So I had the utmost respect for my friend Lewis, from, Headway Gloucestershire, for going first in our project - being our guinea pig.
One thing I must say is how incredible he is.
He - like every brain injury survivor I have met at Headway - is quite simply inspirational.
He is also one of my favourite "visual" people.
Without trying to sound weird, but such is my fondness for him I want to create an entire graphic novel about him and brain injuries (niche or what?!) - but more on that at a later date, hopefully.
The main thing which appealed to me about this project was (as well as collaborating with my incredible wife) firstly, shining a light on brain injuries - something which does not get its' due in society.
Secondly, and probably because of the first reason, was celebrating achievement. Anything which may be a big deal to me pales into insignificance in comparison to other brain injury survivors.
For example, Lewis considers his main obstacle to be his speech - something which I will not lie to you - is noticeable, but not massively.
That is probably testament to the hard work he has done on it to get it to the level it is at.
He has had numerous "SALT" sessions for this, which stands for Speech And Language Therapy.
Like me, you probably won't give a monkeys about it, and I'm sure Lewis would be complimented by that, but believe me when it is you who is inside of that body with those difficulties, you notice it. A. LOT.
I was also impressed with how he coped with having a stranger around him - my amazing wife.
Thank the lord he did not drop her a chat up line, because believe me, he is far better looking/cooler than me!
He had never met Amy before, and would have been nervous heading into the project anyway because of the ambiguity of it. So to then have a completely new person invade his world would have, naturally, increased his apprehension, I'm sure.
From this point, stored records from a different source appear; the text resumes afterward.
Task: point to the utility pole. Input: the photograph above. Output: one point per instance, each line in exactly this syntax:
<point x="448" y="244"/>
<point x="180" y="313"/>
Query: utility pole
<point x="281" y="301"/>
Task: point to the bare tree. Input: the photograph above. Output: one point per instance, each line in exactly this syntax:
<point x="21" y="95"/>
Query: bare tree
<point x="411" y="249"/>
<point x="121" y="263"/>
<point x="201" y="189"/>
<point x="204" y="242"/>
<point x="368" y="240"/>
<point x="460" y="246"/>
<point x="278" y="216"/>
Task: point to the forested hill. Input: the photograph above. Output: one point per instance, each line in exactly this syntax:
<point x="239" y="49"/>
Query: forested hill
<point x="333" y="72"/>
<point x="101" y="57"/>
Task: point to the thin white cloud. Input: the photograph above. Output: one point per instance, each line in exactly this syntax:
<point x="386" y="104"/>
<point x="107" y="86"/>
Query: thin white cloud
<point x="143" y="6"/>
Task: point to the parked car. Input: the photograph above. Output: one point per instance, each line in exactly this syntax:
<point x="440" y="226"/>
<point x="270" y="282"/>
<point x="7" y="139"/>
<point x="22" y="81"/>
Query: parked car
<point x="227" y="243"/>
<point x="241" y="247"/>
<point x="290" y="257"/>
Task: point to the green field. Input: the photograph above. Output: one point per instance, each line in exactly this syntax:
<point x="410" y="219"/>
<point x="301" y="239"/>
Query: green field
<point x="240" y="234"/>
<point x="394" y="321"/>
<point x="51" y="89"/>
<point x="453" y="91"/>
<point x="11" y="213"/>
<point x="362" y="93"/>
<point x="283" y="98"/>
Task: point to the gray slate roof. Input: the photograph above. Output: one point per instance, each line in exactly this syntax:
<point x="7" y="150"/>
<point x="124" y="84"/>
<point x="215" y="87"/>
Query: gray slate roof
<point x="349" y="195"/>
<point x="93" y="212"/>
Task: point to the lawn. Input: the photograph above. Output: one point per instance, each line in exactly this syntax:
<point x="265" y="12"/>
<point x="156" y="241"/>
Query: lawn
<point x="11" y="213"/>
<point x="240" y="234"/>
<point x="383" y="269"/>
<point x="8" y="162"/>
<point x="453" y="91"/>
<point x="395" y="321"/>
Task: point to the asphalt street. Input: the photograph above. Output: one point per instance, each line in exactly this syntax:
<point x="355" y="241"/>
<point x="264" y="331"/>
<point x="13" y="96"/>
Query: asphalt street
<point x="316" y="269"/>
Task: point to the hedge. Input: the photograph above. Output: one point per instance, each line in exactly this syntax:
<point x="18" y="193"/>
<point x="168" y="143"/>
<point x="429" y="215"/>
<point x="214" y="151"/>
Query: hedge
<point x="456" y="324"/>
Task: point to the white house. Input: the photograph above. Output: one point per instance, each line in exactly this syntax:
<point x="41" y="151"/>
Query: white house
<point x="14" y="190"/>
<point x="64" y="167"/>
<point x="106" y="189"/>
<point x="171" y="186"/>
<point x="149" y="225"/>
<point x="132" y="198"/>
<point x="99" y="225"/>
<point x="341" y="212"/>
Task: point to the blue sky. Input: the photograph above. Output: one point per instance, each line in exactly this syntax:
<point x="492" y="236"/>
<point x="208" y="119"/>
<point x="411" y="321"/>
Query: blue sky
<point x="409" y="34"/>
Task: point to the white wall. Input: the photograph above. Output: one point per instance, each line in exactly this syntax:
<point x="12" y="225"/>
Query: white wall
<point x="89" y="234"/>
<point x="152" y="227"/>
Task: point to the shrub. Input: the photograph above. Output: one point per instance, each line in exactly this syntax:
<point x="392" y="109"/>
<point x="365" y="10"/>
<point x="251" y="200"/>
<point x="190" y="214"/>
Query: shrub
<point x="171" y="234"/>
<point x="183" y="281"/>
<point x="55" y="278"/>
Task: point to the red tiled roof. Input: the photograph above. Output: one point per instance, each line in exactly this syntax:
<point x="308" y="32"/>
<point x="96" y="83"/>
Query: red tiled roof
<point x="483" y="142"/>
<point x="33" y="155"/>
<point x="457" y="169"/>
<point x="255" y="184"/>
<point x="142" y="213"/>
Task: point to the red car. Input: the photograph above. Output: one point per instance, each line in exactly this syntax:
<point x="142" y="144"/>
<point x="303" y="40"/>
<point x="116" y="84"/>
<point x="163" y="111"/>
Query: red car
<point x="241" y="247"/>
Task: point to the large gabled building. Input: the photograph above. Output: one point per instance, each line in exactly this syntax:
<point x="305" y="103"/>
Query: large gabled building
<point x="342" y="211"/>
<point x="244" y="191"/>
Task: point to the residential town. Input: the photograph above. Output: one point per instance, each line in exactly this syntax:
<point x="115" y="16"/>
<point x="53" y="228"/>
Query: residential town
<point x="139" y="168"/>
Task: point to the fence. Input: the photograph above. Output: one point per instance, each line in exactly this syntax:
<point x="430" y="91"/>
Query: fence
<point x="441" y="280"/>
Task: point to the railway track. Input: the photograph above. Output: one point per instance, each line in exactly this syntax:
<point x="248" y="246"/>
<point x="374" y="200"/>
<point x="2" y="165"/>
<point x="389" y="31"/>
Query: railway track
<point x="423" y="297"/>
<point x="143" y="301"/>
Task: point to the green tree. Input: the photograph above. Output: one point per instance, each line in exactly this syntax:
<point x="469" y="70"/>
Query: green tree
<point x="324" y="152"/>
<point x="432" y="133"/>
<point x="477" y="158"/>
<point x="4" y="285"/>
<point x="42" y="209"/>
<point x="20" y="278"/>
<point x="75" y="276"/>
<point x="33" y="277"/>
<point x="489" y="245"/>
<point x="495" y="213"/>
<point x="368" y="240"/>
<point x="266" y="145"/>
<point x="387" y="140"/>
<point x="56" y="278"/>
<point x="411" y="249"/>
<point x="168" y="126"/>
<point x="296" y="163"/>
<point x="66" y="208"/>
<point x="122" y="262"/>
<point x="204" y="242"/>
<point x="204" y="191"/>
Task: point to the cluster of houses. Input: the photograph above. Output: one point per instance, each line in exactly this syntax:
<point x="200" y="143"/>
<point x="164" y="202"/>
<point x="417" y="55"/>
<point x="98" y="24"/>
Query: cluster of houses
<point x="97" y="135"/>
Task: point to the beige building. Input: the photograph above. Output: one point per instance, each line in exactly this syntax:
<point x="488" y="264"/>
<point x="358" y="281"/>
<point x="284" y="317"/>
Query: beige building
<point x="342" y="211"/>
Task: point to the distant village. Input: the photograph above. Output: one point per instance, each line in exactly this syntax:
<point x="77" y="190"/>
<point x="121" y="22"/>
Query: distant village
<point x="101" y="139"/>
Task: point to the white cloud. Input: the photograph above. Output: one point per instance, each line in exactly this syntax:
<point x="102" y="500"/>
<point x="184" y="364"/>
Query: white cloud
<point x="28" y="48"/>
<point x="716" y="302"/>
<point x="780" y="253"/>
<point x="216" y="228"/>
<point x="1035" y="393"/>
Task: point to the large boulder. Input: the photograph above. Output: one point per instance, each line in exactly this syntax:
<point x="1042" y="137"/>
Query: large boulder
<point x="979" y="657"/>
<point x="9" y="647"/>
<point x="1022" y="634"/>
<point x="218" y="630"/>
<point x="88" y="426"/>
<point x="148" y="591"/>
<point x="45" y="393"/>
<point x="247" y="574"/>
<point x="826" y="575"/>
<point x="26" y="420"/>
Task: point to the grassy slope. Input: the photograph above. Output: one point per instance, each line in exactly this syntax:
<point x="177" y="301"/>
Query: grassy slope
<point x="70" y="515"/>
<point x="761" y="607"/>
As I have said numerous times before, when you have suffered a brain injury, you feel you have no place in society anymore. Therefore, when you can strike up a connection with someone, you feel part of the world again or "worthy."
Your confidence is obliterated, your self-worth decimated.
Hence when you achieve something, it means the world to you.
Lewis' biggest achievement - and I cannot stress this enough - is his speech.
Imagine being "locked" inside a body or "vessel" where you cannot speak.
When you are in pain, you cannot scream out.
When you want something, you cannot ask for it.
The power of speech is definitely underrated because it seems so simple.
This is often the nature of brain injury - taking the simplest of things and making it the most difficult thing in the world to climb.
My "Everest" was learning to walk again.
Lewis' "Everest" was learning to speak again.